Canceled deployment every time I try to redeploy them

Hello @juehai,

Thanks for your inputs here. I can explain when happen on our end.

The lambda AWSWesleyClusterManagerLambda seems to come from AWS control plane and seems to be used by AWS to monitor EKS deployments.

Last week we released a change in our stack allowing to fully move Qovery stack to role base instead of user base authentication, see this thread.
To rollout it out, a cluster update was needed in order to:

  1. Remove iam-eks-user-mapper user from IAM
  2. Create new role for iam-eks-user-mapper in IAM
  3. Deploy the new app allowing to grant IAM users from Admins group access to EKS cluster

As to what’s going on on your cluster, I guess it boils down to EKS aws-auth configmap being empty or at least not having stephane’s account anymore hence we cannot access to it via credentials from this account.
The only root cause I can see of this to happen is if somehow there was an issue during your cluster update between step 1 and 2 (aws user account in IAM for the tool have been removed but the new app hasn’t been deployed) the iam-eks-user-mapper app is still the old one trying to use the old user to update the aws-auth configmap but it fails.
If so, if I had access to the cluster via the cluster creator (what I usually always have) I would manually add stephane’s user to aws-auth, then triggers a cluster update again which should fix the issue.

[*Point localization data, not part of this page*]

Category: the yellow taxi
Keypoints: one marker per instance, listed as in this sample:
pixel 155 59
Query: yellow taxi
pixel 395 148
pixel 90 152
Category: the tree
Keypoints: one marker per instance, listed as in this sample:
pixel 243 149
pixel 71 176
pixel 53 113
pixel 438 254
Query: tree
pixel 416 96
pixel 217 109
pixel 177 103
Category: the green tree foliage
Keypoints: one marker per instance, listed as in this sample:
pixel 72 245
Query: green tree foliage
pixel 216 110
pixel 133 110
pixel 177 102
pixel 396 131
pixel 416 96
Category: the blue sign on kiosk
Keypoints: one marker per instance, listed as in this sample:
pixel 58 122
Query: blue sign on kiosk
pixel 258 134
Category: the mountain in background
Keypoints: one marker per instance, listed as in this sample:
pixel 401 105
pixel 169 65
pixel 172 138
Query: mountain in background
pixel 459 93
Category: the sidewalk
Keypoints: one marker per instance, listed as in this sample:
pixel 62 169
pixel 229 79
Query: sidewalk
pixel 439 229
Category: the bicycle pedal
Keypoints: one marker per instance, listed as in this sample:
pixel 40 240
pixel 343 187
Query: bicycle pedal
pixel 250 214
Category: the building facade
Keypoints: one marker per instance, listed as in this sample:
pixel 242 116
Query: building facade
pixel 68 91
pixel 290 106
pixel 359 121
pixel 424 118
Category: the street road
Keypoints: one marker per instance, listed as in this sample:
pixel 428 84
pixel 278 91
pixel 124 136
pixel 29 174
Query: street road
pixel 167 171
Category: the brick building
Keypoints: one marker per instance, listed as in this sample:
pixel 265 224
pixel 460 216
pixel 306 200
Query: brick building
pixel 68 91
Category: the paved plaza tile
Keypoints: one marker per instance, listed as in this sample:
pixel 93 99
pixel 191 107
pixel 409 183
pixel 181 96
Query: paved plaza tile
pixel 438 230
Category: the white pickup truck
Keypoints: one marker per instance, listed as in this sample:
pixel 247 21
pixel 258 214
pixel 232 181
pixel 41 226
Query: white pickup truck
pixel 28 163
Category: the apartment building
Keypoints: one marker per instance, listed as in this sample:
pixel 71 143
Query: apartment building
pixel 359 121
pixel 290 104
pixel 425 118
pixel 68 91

The issue here is that I don’t understand why stephane’s account access is completely lost, usually if such issue happen, I can still connect to the cluster using cluster’s creator credentials (the ones you provided to Qovery), which makes me think something else happened somehow.

So now, there is 3 solutions I can think of:

  1. (if the issue comes from the case described above): if you can use a master user from your AWS account (having all rights), you can try to trigger this command which is suppose to add stephane’s account to cluster aws-auth configmap;
    Let me now once this is done so I can try to connect to the cluster and check its status.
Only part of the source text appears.